MOTION_LADDER_PRIORS = {
    "high":   {"target_vmaf": 93, "min_floor": 90},
    "medium": {"target_vmaf": 94, "min_floor": 91},
    "low":    {"target_vmaf": 95, "min_floor": 92},
}

The routing table feeds ladder.py's SamplerFn seam and per_shot.py's PredicateFn default parameters.

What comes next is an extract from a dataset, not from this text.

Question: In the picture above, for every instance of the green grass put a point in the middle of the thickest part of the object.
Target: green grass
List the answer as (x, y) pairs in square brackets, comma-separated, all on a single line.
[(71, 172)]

Dataset Options for A2 Training

Dataset Size Genre labels Motion Available
Activity-Net v1.3 20,000 clips Yes (200 classes) Implicit Public
Moments-in-Time 3M clips Yes (339 classes) Implicit Registration
Kinetics-700 700,000 clips Yes (700 classes) Implicit Public
Fork's Netflix corpus 79 clips None (manual label needed) Implicit Local

For fork training, mapping Activity-Net / Kinetics classes to our coarser tag set (7 genres) requires a taxonomy crosswalk table.


Open Questions

  1. Is on-premises VLM (Ollama) acceptable as a runtime dependency for vmaf-tune, or must the classifier be usable without a GPU?
  2. Should dynamic_range always be inferred from container metadata, or can VLM help for JPEG/PNG stills where no container metadata exists?
  3. What is the minimum clip length for reliable classification? (10 s is the standard, but clips from the per_shot.py pipeline may be < 1 s.)
  4. How should the tag dict be cached and invalidated? (Content fingerprint via xxHash128 of the first 1 MB of the file?)

References

  • MediaPipe Video Classification documentation (mediapipe.dev; 2023).
  • FFmpeg siti filter: ITU-T P.910 SI/TI computation.
  • CAMBI documentation: resource/doc/cambi.md (Netflix/vmaf upstream, via GitHub API 2026-05-19).
  • Anthropic Claude Vision API (claude.ai/docs; 2025 — in-tree SDK dependency).
  • Activity-Net v1.3: crcv.ucf.edu/research/activity-net (2016).
  • arXiv:2408.01932 — confirms per-shot complexity variation as motivation.
  • ADR-0618 — Decision record for content-aware classifier.